By Mckenna Toston
My name is Mckenna Toston. I am a 21-year old female journalism student at City College. I work as a nanny in San Francisco, and I live in an apartment in the Sunset District with four roommates. I am about to embark on a three-month journey through India. By myself.
I’m doing it for the change in perspective. For the challenge. For the thrill. For the story. And for the opportunity to spread my love to the children at an orphanage called “Blossom” in Virudhunagar, South India.
I heard about Blossom through an organization called World Wide Opportunities on Organic Farms. It connects travelers with volunteer opportunities around the world, primarily on organic farms.
Originally, I just planned to work on the farm. But when they told me they also ran an orphanage, I asked if there would be an opportunity to work with the children—and there was. I start volunterring there in mid-February and plan to stay there for 3 weeks. There are 22 children on site, and I will be teaching them basic education, like reading and writing.
My plane landed in New Delhi on Jan. 12 at 7:30 p.m. local time. Until recently, New Delhi—India’s capital with a population of roughly 13 million—wasn’t on my radar.

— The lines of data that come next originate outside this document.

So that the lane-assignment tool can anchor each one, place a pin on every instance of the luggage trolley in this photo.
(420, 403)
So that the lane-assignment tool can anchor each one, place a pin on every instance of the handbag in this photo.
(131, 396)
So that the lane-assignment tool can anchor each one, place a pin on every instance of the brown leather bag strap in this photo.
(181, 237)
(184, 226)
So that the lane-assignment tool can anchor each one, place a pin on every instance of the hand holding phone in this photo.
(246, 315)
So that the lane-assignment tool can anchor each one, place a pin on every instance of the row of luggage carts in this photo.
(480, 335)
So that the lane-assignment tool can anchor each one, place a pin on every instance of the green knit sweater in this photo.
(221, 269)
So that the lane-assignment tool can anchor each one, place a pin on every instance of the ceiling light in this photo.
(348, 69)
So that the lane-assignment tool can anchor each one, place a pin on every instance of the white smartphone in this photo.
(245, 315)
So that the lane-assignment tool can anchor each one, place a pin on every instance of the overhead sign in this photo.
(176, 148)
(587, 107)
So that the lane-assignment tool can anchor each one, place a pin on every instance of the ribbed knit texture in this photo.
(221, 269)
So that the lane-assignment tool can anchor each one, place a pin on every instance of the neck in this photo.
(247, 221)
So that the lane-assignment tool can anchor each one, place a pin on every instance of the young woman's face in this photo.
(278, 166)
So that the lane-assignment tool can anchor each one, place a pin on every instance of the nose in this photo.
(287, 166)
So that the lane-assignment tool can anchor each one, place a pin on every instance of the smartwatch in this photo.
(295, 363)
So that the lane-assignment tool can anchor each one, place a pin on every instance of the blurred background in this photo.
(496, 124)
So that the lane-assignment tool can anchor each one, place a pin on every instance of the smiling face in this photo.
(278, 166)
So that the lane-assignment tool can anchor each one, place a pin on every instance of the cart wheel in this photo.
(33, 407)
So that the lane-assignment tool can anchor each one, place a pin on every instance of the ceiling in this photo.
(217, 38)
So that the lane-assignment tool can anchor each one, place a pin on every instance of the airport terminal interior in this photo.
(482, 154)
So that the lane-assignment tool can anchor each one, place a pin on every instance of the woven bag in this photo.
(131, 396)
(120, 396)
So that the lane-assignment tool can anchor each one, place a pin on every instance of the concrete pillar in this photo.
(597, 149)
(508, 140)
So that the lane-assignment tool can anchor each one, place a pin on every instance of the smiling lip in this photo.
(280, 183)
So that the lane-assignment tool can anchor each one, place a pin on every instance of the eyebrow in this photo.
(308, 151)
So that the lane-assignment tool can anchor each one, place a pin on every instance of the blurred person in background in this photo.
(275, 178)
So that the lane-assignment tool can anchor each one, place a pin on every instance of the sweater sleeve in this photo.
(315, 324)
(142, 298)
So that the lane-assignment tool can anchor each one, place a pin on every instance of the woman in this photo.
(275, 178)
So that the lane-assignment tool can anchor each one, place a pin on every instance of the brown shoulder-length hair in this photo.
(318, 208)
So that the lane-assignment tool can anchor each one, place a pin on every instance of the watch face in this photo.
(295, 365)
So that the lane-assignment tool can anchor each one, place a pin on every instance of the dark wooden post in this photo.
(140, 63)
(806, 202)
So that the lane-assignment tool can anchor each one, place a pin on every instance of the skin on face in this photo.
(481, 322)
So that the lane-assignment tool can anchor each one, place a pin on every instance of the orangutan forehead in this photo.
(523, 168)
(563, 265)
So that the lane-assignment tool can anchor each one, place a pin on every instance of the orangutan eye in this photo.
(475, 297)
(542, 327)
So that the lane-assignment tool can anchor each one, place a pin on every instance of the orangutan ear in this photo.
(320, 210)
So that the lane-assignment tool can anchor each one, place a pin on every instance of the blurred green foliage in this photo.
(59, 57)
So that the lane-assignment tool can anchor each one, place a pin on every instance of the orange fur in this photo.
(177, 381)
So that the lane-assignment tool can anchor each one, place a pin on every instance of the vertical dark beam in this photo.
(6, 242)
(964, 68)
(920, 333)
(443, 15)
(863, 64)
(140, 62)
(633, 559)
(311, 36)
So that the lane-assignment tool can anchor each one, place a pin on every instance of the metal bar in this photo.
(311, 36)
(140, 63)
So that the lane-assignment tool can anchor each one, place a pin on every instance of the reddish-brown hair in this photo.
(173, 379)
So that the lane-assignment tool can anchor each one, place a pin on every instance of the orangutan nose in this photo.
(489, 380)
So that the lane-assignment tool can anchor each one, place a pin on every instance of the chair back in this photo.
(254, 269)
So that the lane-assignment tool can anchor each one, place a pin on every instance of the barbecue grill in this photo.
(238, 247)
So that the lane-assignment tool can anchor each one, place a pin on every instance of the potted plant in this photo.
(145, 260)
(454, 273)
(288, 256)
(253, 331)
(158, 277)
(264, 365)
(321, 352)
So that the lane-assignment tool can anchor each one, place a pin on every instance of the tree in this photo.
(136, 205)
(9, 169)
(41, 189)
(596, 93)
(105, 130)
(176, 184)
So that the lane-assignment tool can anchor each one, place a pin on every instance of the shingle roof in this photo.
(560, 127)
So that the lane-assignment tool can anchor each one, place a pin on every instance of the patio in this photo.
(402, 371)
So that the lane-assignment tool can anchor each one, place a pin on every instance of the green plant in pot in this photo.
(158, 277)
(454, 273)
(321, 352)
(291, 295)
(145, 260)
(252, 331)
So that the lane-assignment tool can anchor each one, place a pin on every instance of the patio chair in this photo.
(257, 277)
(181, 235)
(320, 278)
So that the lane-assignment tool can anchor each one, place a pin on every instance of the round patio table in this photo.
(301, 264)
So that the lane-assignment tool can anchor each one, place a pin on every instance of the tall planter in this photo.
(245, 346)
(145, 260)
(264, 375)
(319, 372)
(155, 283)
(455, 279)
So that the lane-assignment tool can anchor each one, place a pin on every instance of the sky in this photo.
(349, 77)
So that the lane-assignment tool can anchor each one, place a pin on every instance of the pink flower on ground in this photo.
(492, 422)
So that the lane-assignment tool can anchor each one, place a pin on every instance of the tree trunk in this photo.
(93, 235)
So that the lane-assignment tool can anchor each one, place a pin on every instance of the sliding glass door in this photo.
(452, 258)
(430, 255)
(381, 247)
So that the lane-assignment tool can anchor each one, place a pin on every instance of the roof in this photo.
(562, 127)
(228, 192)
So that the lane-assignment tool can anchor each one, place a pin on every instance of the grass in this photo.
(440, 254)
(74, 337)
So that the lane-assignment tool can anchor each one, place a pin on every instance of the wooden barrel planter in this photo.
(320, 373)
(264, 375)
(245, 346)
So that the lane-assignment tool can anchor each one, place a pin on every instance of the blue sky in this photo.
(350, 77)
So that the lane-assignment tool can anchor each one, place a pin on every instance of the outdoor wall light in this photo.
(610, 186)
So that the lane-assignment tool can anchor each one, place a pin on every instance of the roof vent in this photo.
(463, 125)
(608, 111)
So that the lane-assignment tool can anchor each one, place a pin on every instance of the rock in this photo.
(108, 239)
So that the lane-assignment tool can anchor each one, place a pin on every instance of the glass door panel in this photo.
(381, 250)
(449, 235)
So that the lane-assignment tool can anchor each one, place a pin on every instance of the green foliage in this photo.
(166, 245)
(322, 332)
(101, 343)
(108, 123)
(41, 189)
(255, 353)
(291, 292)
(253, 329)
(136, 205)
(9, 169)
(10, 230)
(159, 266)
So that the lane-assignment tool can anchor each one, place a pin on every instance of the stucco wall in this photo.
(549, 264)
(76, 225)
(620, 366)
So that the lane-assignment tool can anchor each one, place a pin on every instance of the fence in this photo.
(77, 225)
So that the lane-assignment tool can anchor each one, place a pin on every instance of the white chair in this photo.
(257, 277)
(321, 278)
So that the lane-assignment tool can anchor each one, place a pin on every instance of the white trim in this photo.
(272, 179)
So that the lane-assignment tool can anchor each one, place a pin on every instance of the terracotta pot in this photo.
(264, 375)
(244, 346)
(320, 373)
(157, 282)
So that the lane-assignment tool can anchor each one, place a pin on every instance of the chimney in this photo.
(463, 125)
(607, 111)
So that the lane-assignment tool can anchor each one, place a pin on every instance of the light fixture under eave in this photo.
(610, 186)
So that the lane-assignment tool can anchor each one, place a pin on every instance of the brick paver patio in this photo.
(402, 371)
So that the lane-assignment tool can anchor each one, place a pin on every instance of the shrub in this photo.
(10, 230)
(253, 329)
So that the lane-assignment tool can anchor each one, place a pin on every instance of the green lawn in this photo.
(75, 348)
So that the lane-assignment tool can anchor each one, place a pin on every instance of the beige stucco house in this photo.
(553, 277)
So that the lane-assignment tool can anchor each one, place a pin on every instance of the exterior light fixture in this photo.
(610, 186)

Then, a few weeks ago, when a local female medical student was gang raped, beaten and robbed on a bus—and then died from her injuries less than two weeks later—I was forced to face reality.
I am about to travel in a country—all alone and as a woman—where rape and other forms of sexual harassment are seldom punished.
This is my experience as a solo female traveling in India—the day-to-day differences, the good, the bad, the inspiring, the frustrating and the downright confusing.
All I’ve brought with me is a backpack, three pairs of clothes, a sleeping bag, towel, some toiletries, my NetBook laptop and $600. And, of course, my acoustic guitar.